By Sarah N. Lynch
WASHINGTON (Reuters) – A witness for U.S. federal prosecutors is expected to testify on Wednesday that President Donald Trump’s former adviser, Steve Bannon, defied a subpoena from the congressional investigation into the January 6 assault on Capitol Hill in Bannon’s trial for criminal contempt of Congress.
Federal prosecutors are expected to continue questioning witness Kristin Amerling, the lead counsel for the Democratic-led House select committee on Jan. 6, who told jurors Tuesday that Bannon missed two key deadlines in October 2021 to provide documents and testimony.
Bannon, 68, has pleaded not guilty to two misdemeanor counts of contempt of Congress.

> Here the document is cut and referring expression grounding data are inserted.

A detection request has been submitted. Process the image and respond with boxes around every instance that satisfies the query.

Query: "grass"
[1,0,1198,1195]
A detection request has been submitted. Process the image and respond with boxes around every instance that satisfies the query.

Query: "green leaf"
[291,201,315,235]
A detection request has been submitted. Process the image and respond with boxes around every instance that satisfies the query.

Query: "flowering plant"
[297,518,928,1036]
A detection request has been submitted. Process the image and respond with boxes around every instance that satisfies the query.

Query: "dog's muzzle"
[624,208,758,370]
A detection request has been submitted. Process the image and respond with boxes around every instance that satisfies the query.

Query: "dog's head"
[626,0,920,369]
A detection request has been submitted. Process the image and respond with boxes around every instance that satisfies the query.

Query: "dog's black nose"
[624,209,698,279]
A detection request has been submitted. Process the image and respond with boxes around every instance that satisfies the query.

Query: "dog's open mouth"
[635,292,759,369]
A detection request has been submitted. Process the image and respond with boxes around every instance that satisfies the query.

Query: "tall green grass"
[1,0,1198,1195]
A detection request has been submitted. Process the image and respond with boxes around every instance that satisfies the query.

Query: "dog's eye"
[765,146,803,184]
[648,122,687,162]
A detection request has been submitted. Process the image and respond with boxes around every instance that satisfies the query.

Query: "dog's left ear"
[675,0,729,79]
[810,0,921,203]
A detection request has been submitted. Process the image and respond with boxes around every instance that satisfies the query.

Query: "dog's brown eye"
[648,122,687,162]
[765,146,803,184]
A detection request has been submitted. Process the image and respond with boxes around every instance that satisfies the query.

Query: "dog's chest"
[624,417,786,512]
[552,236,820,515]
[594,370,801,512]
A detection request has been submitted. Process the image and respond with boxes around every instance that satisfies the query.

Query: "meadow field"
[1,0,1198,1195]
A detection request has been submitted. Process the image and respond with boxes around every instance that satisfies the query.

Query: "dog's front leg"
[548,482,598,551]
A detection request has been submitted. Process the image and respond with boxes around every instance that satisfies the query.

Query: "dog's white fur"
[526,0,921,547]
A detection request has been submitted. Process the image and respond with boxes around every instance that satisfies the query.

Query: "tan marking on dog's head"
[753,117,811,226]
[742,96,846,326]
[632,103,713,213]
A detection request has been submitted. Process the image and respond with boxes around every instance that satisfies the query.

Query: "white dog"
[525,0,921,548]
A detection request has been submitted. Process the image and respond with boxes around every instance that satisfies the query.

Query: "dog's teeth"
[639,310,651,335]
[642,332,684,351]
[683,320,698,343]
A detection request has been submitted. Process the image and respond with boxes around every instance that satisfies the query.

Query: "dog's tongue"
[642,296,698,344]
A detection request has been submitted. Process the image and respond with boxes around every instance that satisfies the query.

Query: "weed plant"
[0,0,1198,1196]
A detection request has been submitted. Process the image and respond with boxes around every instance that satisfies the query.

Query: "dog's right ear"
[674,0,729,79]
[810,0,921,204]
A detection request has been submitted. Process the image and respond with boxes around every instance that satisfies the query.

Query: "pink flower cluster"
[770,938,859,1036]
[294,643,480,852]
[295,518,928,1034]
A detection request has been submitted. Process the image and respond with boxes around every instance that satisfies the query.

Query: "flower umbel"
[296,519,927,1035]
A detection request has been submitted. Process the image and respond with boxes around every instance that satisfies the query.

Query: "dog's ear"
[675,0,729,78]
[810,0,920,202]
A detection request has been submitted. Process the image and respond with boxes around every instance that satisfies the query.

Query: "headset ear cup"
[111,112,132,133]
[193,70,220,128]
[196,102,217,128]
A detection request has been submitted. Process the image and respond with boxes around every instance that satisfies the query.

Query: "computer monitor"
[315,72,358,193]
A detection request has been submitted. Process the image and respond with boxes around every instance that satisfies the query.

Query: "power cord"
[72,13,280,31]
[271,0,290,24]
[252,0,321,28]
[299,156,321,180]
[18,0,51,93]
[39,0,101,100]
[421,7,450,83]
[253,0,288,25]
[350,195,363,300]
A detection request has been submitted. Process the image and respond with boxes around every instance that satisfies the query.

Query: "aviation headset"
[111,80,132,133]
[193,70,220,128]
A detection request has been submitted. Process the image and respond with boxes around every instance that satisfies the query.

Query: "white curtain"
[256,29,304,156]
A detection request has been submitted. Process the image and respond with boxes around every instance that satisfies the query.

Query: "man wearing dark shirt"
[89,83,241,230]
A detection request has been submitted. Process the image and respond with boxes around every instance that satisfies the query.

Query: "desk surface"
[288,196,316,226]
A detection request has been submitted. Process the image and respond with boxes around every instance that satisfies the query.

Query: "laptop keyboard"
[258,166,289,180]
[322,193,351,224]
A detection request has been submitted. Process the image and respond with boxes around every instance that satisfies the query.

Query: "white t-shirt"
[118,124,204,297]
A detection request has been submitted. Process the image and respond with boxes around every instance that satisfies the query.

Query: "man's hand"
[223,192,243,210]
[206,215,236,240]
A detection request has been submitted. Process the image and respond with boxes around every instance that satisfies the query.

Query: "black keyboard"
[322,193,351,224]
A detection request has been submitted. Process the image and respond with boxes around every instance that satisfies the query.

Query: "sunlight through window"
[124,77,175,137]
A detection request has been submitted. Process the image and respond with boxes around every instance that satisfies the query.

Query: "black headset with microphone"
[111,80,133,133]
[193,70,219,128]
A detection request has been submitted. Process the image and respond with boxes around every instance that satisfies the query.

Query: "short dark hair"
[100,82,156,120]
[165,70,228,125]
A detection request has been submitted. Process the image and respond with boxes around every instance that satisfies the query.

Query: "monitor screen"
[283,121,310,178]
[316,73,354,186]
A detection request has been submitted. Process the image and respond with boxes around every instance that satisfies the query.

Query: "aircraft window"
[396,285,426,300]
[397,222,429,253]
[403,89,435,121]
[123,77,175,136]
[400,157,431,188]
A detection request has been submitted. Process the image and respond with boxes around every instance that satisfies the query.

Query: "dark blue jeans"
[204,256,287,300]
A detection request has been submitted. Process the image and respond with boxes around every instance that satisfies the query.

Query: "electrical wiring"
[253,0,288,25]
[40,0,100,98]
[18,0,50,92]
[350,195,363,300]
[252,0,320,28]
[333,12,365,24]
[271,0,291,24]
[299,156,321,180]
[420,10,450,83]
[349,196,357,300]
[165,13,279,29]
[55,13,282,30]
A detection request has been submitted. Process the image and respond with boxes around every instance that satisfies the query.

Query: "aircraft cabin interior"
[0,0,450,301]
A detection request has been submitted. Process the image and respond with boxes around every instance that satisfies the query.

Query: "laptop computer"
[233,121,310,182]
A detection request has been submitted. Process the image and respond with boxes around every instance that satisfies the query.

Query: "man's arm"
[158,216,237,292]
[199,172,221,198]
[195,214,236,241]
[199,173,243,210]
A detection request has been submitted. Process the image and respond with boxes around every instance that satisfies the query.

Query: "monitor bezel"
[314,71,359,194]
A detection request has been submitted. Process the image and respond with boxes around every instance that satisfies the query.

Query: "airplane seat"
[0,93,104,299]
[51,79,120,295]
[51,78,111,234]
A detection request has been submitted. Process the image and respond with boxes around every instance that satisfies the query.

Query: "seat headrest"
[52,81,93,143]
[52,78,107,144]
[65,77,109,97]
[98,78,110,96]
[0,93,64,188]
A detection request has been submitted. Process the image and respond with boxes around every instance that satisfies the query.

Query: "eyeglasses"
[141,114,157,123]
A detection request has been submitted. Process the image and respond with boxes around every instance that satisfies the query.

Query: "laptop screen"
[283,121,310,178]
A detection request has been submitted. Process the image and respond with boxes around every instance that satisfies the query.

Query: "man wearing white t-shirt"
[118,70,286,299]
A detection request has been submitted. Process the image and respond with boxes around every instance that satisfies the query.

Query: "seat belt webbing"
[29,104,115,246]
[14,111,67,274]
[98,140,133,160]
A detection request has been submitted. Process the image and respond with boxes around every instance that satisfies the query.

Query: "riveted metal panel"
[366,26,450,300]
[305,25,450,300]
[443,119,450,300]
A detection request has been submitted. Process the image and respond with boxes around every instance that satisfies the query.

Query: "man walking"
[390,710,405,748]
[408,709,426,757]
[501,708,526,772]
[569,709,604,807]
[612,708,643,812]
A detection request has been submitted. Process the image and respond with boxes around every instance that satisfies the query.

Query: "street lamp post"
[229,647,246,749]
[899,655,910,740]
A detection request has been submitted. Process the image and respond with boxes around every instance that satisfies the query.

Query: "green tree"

US Attorney Amanda Vaughn told jurors Tuesday that Bannon believes he is “above the law” and willfully failed to comply with the committee’s subpoena while investigating the attack by Trump supporters.
Meanwhile, Bannon’s attorney, Evan Corcoran, told the jury in his opening statement that his client was innocent of the charges.
When Bannon received the summons in September, Corcoran said, he consulted with his attorney, Robert Costello, about how to respond. Corcoran said Bannon believed the subpoena deadlines were not set and negotiations between the parties would continue, a practice he said is common for many of the other witnesses on the committee.
The government’s case is not expected to last long. After Amerling finishes testifying, the government is expected to call an FBI agent and has also said it may call an additional committee staff member, according to court documents.
It is not yet clear what witnesses, if any, Bannon’s defense team may call. His attorneys have lobbied for permission to force the chairman of the select committee, Rep. Bennie Thompson, to take the stand.
“I challenge Bennie Thompson today to have the courage to come to this courtroom. If he’s going to charge someone with a crime, he’s got to be man enough to show up here,” Bannon said after leaving the courthouse.